Thanks, I saw yours on thier a while back, looks good! I have put alot of work into this one and may have it in the water hopefully real soon. I bought this stuff called HTS-2000 to fix some holes and some pitted areas on the transom that was caused by erosion. Looked like possible sea water erosion. I just got the carpet in the mail yesterday, and plan to go get the paint this week sometime. In the meantime I have been sanding awayon the inside. I need to post somemore pics but I think I did something wrong I was only able to post 2. I'll try again.


----------



## rpena (Jul 1, 2011)

I was wondering I am about to install the floor in my 14' Ryan Craft an my nieghbor said I should put a drain in the center of the floor. The floor that was in it was in such bad shape that I don't know if it had one before. Does anyone know if these boats come with one or does it need one?


----------



## Brine (Jul 1, 2011)

I don't think you will need a drain unless you plan on making your floor water tight. All of the water should flow to the transom.


----------



## rpena (Jul 1, 2011)

Well no, I am going to carpet the floor and wall where the flotation foam is under the side walls. That might make it seal because of the rubber on the carpet.
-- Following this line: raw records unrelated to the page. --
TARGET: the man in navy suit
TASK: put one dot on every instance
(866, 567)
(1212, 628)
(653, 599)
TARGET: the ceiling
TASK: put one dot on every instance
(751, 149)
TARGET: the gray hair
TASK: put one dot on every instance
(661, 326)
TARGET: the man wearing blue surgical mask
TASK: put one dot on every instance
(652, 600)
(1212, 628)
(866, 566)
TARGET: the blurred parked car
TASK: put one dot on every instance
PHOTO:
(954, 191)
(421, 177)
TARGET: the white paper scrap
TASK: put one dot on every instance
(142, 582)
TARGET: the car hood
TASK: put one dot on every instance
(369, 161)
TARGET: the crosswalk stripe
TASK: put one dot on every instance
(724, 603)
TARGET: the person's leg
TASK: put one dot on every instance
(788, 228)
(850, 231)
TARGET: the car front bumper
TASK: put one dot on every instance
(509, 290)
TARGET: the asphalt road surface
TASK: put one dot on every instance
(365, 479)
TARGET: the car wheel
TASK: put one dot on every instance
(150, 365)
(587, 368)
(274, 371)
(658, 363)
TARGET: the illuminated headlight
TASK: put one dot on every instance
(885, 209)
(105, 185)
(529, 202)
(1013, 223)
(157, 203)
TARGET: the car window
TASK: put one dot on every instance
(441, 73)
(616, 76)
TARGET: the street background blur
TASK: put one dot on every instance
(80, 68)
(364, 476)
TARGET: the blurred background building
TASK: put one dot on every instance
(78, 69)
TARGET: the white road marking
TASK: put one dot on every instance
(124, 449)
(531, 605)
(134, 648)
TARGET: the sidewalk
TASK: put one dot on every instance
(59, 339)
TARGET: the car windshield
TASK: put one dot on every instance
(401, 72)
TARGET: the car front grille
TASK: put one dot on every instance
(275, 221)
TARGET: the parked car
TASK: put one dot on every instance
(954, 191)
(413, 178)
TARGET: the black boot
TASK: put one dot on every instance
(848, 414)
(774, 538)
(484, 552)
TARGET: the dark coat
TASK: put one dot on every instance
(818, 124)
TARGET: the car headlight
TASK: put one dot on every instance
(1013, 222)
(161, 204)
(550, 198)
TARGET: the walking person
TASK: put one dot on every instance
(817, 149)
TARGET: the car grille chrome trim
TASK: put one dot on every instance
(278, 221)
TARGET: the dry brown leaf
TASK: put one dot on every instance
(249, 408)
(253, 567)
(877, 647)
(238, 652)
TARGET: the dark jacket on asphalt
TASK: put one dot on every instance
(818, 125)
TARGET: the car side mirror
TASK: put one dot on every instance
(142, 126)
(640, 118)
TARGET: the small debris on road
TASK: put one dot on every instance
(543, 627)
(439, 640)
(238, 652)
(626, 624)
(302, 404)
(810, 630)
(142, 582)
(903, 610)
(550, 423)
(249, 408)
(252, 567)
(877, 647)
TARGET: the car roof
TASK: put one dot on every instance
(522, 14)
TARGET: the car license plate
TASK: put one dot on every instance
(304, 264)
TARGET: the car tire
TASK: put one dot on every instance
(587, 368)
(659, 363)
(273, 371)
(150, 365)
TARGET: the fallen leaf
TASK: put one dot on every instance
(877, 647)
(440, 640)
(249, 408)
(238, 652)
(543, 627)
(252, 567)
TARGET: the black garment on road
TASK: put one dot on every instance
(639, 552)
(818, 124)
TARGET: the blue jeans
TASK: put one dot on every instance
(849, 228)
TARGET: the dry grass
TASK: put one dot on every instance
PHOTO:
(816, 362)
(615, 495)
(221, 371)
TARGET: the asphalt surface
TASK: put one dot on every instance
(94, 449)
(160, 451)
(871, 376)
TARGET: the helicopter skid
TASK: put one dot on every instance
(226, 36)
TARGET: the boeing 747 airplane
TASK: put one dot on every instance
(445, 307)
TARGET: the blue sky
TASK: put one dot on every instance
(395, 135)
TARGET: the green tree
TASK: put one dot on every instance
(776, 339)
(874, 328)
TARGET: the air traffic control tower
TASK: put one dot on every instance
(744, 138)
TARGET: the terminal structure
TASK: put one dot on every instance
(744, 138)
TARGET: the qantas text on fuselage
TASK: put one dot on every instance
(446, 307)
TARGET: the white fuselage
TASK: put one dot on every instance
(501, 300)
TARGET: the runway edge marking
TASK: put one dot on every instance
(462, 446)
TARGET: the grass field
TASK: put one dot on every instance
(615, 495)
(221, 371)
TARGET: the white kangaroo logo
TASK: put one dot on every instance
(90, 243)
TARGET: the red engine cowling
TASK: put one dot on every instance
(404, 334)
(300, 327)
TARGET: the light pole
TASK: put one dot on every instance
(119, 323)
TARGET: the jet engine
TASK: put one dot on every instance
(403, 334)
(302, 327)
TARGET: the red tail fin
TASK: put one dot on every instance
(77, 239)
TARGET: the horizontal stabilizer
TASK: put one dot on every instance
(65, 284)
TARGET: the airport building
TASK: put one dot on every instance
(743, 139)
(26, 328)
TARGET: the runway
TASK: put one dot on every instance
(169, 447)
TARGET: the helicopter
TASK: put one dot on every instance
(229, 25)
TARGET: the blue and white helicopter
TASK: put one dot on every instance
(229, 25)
However bow and the stern not having carpet on the wall will not make it completely sealed.


----------



## rpena (Aug 18, 2011)

Well just primered & painted the boat, got my paint and supplies from NAPA they were very helpful, then I noticed that the trailer looked a little worn down so painted it also. Next comes the carpet I'll post more pics later.


----------



## rpena (Aug 18, 2011)

Having a little trouble posting the pics but here they are.


----------



## Brine (Aug 18, 2011)

Can't really tell the color from the pics, but it looks shiny! Is it a charcoal gray?


----------



## rpena (Aug 18, 2011)

it's a dark gray called Daytona Pearl Gray came on 2004 Sports Audi. I'll try to load some more pics later.


----------



## Ictalurus (Aug 19, 2011)

Looks great, I'm a fan of grey boats =D> =D>


----------



## rpena (Aug 20, 2011)

Hope these pics look better.


----------



## rpena (Aug 20, 2011)

more sunning


----------



## rpena (Sep 8, 2011)

I placed a short movie on Youtube of how the progree has gone. here's the link.
https://www.youtube.com/watch?v=wdJ51iq192U


----------



## rpena (Nov 23, 2011)

Here's part 2 of the progress on the Rhyan-Craft. I'm currently working on the engine my next video should be out on the lake!

https://www.youtube.com/watch?v=9cJJgHA2Jxc&feature=feedu


----------



## rpena (Mar 7, 2012)

Well since my last post I have got the Evinrude running smooth. Took it out on the lake and it did 29 mph according to my GPS. The only thing I did'nt like was how it tends to lean to the starboard side, the passenger sit in the center of the boat up front. So I moved the trolling motor from the starboard side to the port side & frame and added a seat next to the driver. I took it out and was balanced out and ran just perfect! I'll post pics later. I would like to thank everyone for your help.


----------